Mas, no fim, encontrei meu caminho por meio da simplicidade e da poesia, mas também da bizarrice e até da grosseria. Era a única maneira de criar uma peça que fosse acessível, tocante e pudesse afetar alguém. Não queria apenas chocar ou deprimir as pessoas, mas também queria que elas se sentissem responsáveis por lutar contra qualquer tipo de silenciamento. Se este trabalho afetar um ou dois eu já me sentirei útil artística e socialmente pro meu país.


Como você viu os recentes movimentos pró-ditadura que ocorreram no Brasil?
Vi essas pessoas como vejo baratas que saem do esgoto depois de uma chuva forte, achei tudo repugnante, inconveniente e perigoso. É como se a existência daqueles anos sombrios tivesse sido apagada desse país. Tenho esperança e trabalho para que a história não se repita, o povo brasileiro já provou do gosto da liberdade e não vai voltar a se submeter à ditaduras nunca mais. Por outro lado, não se pode menosprezar a audácia desses movimentos absurdos que vêm apavorando o Brasil e a democracia, a exemplo do 8 de janeiro de 2023, é um sinal de que ainda há muito a ser feito para superar o legado da ditadura e construir uma sociedade verdadeiramente democrática. Esses movimentos são extremamente preocupantes e representam uma ameaça aterrorizante.

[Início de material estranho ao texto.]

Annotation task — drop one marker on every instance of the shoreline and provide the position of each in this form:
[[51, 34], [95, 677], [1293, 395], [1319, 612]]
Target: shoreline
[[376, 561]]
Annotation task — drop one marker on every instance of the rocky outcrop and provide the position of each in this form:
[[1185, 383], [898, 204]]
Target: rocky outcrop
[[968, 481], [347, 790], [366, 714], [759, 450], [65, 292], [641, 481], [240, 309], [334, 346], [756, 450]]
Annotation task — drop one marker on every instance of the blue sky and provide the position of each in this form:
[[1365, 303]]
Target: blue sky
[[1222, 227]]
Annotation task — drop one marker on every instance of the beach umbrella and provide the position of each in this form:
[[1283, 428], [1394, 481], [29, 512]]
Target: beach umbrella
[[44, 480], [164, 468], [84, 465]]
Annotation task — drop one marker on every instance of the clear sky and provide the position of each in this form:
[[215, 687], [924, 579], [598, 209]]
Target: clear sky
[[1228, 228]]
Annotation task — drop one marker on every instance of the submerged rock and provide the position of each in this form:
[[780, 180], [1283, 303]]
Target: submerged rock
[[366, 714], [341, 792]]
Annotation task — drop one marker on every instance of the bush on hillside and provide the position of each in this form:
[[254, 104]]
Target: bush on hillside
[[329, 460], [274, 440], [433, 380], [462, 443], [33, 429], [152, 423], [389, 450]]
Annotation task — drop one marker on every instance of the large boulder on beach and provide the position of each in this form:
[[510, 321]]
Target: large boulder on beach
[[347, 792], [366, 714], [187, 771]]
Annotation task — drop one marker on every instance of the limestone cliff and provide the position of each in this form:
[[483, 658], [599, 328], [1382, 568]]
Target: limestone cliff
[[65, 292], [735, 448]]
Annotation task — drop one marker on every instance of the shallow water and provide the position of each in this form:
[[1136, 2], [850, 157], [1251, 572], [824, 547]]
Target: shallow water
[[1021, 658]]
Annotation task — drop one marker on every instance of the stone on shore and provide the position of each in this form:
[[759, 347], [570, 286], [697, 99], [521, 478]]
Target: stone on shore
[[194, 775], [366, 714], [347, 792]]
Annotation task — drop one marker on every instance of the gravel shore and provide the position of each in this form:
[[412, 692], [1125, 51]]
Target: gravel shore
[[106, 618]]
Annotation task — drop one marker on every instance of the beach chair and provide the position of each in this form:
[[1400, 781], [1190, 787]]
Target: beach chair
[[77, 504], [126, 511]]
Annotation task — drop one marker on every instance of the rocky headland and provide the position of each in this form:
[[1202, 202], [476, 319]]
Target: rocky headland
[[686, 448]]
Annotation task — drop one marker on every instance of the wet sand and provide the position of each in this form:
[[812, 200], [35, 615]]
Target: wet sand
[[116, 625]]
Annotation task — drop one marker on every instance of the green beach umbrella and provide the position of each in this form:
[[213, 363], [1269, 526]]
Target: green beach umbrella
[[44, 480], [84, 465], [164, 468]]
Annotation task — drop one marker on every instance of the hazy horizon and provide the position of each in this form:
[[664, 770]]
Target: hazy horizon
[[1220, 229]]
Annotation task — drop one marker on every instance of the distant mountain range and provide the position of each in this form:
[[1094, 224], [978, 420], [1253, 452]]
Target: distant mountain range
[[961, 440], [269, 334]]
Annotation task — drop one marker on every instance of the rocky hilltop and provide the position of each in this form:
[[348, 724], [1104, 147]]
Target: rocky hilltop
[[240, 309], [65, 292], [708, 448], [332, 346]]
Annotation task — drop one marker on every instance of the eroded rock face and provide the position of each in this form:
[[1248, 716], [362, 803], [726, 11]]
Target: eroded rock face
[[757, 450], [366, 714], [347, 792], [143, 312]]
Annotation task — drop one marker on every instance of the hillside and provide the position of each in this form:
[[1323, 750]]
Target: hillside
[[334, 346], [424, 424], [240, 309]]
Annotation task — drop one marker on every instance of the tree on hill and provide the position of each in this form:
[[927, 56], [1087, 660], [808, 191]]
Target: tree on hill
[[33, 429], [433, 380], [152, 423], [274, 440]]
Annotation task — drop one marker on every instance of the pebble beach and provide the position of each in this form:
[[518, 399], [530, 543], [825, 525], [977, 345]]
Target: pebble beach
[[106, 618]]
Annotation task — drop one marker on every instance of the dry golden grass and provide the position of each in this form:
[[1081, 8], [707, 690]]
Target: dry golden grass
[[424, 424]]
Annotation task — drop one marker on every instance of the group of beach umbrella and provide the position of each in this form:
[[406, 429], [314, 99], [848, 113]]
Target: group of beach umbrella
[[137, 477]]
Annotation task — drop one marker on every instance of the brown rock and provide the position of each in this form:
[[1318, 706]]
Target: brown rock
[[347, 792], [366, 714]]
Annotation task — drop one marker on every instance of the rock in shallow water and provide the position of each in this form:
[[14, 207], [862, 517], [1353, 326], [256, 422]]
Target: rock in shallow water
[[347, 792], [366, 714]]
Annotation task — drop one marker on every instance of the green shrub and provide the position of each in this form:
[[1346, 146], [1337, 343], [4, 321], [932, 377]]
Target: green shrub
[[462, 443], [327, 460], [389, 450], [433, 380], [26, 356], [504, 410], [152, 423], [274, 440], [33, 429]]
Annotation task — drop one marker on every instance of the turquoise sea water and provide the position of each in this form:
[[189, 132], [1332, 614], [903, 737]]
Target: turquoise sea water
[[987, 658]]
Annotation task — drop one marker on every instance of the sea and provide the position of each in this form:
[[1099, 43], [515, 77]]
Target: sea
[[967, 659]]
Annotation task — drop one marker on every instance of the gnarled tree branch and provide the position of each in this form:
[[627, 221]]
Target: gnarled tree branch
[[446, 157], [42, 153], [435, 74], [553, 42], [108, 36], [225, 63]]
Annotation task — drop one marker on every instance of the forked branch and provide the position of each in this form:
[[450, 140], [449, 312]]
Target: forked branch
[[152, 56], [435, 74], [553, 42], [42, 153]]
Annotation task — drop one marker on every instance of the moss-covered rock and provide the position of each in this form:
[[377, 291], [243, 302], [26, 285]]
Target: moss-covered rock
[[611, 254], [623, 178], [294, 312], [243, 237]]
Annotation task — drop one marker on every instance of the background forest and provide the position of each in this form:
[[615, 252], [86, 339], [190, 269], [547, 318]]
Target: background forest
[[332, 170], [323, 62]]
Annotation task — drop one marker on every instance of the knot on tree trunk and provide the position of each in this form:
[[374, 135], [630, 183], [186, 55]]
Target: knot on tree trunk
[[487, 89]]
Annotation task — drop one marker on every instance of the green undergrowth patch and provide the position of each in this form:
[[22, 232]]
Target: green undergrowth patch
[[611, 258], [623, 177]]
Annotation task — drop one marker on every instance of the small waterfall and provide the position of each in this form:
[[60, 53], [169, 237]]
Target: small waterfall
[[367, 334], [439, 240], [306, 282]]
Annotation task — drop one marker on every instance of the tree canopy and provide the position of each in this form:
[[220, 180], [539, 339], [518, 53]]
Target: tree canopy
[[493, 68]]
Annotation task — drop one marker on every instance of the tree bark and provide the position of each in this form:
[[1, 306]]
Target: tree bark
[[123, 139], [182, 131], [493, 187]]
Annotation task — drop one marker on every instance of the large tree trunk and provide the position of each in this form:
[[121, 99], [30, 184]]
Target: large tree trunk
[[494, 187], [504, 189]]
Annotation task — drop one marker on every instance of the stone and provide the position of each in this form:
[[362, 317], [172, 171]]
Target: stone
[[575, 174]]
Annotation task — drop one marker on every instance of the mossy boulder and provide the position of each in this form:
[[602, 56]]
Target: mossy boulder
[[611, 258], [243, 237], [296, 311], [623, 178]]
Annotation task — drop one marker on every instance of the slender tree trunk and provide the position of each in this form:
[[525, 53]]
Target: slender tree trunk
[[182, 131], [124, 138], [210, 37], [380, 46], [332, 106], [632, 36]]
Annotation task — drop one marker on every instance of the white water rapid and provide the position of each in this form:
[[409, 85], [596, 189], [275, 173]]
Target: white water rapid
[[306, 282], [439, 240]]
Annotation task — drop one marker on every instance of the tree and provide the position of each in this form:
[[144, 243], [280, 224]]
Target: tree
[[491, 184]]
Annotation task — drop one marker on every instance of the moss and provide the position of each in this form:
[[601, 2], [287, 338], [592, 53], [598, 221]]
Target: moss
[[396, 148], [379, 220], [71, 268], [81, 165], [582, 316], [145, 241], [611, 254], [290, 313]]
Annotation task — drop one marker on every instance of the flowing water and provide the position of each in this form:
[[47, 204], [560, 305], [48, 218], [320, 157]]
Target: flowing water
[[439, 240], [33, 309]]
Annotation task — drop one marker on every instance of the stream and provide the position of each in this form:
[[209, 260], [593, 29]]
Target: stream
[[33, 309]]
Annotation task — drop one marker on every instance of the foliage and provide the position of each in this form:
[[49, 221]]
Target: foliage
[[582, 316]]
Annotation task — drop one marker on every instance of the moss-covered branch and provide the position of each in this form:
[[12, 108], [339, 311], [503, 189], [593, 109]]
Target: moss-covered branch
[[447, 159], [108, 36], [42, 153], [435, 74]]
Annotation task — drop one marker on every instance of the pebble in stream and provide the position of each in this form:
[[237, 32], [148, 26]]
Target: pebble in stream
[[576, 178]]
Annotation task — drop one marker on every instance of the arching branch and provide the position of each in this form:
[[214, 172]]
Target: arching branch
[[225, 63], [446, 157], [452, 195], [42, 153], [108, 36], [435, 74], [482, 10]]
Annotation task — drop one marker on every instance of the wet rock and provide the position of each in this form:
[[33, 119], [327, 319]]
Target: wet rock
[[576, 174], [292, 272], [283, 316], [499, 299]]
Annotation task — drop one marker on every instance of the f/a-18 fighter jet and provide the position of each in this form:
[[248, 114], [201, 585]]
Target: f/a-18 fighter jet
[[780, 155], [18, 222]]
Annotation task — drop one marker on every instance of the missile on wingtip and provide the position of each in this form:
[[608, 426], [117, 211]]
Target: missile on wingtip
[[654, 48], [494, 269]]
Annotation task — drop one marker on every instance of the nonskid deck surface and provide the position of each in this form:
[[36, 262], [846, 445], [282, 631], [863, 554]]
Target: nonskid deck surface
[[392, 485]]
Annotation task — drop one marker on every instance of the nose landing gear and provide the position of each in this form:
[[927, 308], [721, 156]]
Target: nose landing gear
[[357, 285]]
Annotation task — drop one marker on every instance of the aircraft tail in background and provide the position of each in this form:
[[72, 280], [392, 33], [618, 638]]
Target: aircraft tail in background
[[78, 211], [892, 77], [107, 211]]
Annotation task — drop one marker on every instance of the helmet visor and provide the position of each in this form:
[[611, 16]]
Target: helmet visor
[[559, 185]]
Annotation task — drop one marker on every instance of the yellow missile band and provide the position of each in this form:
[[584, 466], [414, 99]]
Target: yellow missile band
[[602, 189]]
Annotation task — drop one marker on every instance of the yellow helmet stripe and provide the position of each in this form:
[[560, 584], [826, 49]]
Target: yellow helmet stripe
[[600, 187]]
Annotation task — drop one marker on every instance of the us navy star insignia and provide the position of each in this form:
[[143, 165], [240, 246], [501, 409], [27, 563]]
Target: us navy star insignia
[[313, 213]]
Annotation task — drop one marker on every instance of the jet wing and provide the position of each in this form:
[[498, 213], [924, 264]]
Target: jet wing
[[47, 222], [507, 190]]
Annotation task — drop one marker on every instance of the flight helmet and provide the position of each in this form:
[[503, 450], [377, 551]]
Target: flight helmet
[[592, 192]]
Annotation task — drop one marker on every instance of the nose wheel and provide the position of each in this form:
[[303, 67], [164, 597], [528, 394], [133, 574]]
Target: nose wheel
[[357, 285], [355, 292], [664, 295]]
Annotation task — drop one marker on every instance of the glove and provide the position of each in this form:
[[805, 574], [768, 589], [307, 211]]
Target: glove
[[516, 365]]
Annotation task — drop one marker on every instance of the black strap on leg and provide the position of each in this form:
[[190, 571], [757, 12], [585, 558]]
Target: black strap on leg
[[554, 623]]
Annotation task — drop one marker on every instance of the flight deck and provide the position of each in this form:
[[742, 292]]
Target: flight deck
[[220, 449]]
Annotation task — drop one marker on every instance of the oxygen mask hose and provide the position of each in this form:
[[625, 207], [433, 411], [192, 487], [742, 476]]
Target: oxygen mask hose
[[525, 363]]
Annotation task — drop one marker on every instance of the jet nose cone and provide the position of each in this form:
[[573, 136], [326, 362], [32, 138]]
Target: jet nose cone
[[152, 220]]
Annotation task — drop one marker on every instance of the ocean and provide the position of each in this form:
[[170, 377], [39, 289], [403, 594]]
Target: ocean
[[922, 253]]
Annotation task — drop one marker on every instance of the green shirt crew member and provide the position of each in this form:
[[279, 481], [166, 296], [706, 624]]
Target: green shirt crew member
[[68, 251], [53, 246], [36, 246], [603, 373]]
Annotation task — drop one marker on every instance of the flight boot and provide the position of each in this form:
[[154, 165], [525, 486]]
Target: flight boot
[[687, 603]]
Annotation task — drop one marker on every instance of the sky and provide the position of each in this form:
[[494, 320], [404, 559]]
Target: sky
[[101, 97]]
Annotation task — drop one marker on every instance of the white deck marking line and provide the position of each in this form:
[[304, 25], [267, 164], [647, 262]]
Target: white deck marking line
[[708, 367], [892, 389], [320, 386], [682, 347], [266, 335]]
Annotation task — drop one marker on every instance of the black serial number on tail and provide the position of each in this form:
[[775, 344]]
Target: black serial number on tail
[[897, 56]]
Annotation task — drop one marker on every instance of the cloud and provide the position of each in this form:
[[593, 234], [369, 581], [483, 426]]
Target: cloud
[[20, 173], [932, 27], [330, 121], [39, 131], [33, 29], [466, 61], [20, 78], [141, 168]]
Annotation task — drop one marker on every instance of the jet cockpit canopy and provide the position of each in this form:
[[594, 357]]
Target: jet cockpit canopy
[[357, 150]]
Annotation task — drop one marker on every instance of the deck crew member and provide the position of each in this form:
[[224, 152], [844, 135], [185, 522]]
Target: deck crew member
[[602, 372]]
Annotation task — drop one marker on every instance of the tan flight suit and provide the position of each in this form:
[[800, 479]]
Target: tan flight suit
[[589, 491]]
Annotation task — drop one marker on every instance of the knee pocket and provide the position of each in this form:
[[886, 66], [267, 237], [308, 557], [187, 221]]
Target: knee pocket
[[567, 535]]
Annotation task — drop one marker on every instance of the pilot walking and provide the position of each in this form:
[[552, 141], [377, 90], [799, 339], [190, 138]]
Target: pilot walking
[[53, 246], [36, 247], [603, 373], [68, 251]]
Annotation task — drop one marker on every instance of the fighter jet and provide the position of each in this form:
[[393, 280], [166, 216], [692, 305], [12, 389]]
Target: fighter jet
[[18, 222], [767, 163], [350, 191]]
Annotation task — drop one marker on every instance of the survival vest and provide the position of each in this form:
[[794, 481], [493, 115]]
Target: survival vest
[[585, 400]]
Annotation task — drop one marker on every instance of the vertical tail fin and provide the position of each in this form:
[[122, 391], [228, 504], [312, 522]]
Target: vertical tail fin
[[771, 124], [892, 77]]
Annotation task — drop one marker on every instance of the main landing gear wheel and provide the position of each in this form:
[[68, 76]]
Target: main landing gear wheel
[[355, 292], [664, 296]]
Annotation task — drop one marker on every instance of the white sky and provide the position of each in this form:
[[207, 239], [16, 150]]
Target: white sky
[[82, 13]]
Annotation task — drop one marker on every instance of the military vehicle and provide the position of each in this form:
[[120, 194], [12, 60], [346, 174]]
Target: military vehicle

Qual sua expectativa sobre a recepção do público mais conservador, considerado de “direita”?
A julgar pelos comentários que já ouvi, tenho certeza de que os “bons cidadãos” vão detestar a peça, será como um soco no estômago do ego frágil deles. Mas, sinceramente não me importo com a opinião dos conservadores. Eles têm medo da verdade, então jamais vão gostar de vê-la de forma nua e crua.
Que se afoguem em sua própria ignorância! Essas pessoas acham que o trabalho do artista é quase sempre uma provocação desnecessária, elas se incomodam com o poder que a arte tem de estimular o questionamento, a reflexão e muitas vezes alterar a percepção daqueles que se deixam afetar por ela.
É isso que busco e sempre buscarei com o meu trabalho: provocar o debate, estimular a reflexão crítica e contribuir para a construção de uma sociedade mais justa. Sei que é exatamente isso que torna a minha arte inconveniente e indigesta para muitos. Que busquem outras formas de ópio para escapar da realidade que explode na cara deles. Não posso ajudá-los em nada.